During a Targeted Oncology case-based roundtable event, Amit Singal, MD, and participants discussed the significance of LEAP-002 and other trials investigating immunotherapy plus tyrosine kinase inhibitor therapy in patients with hepatocellular carcinoma.
DISCUSSION QUESTION
ROBERT YOO, MD: I think the previous noninferiority study for lenvatinib led me to use that.1 But, when the IMbrave150 [NCT03434379] data came out, my practice would change to [atezolizumab (Tecentriq) plus bevacizumab (Avastin)]. Now [after] the LEAP-002 trial with the striking 19-month median overall survival, I feel very confident in using single-agent lenvatinib again.
RUPESH PARIKH, MD: Dr Singal, were you surprised by the lenvatinib data?
AMIT SINGAL, MD: The LEAP-002 data? Yes.
PARIKH: Wouldn’t you want a secondary trial to confirm because it’s so far different than any of the previous TKI [tyrosine kinase inhibitor] trials?
SINGAL: Remember, the other TKI trials, if you take a look at duration on treatment, they were much shorter.
PARIKH: But why?
SINGAL: I think it’s because this was a double-blind, placebo-controlled trial. There were many [patients and providers] who thought the patients were receiving lenvatinib/pembrolizumab. As a provider, if I’m prescribing TKI and IO [immunotherapy] in the frontline, I don’t know what I have in the second line that I would even feel comfortable going to. [For patients, they believed they were] on what is supposed to be the most potent medication combination that will be on market. I think there were patients who stayed on [lenvatinib plus placebo] therapy because they thought they were receiving lenvatinib/pembrolizumab.
PARIKH: Are the responses later, then? Should we not even assess response for 4 to 6 months?
SINGAL: How this changes practice is a very interesting thing.
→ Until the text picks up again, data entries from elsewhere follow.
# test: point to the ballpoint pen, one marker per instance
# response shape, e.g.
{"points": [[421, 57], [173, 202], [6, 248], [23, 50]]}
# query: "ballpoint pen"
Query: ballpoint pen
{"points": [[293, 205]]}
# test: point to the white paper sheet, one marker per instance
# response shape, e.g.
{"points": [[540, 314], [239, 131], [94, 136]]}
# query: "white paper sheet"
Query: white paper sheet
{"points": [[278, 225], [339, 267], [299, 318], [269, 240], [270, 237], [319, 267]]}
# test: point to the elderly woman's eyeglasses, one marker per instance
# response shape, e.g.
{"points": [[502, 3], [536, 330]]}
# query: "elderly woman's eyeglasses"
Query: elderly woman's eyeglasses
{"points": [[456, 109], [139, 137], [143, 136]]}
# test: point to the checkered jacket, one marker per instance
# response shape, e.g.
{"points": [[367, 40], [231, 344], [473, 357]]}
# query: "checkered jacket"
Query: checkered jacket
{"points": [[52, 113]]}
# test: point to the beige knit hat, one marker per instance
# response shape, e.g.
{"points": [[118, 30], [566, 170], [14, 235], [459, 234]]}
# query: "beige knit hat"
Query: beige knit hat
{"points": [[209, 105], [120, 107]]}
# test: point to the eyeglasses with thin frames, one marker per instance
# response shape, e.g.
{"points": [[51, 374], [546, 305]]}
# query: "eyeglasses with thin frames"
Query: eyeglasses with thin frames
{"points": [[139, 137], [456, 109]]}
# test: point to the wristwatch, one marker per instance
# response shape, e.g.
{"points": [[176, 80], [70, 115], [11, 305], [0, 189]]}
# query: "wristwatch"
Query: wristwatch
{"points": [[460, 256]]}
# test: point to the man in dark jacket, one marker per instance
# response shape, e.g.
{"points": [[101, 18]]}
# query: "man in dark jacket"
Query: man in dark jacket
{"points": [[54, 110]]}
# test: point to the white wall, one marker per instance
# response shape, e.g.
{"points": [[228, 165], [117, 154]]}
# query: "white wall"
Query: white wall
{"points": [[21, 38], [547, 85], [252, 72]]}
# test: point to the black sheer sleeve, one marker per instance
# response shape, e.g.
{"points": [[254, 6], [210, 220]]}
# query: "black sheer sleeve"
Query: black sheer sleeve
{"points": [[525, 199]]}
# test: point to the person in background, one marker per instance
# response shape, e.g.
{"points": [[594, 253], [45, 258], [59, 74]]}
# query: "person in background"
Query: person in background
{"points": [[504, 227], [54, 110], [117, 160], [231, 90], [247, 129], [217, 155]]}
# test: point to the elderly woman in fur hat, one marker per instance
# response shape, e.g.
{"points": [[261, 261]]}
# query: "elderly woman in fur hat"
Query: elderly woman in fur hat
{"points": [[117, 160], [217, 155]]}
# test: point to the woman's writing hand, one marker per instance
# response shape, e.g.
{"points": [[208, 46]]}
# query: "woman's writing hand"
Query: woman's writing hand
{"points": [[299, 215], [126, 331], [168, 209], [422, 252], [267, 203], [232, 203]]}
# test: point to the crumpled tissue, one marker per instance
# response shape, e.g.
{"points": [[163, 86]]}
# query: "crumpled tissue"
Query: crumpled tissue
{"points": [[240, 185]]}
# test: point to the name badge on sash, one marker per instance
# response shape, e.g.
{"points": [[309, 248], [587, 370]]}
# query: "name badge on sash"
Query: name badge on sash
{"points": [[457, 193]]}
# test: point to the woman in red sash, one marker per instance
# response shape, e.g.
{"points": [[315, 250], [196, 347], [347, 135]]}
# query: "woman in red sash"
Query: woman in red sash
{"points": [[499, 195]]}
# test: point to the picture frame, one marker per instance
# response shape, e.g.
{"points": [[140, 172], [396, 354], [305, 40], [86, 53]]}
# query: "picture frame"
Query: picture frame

This is my view on the LEAP-002 data: the first time I heard about the trial, [I asked why did the investigators] set themselves up against lenvatinib? If we all believe lenvatinib is a better agent, why do you not take the acceptable low bar instead of setting yourself up for this possible failure down the road, which is what we’re dealing with right now.… Now they have to deal with the repercussions of essentially having overthought themselves in terms of putting lenvatinib as the comparator arm.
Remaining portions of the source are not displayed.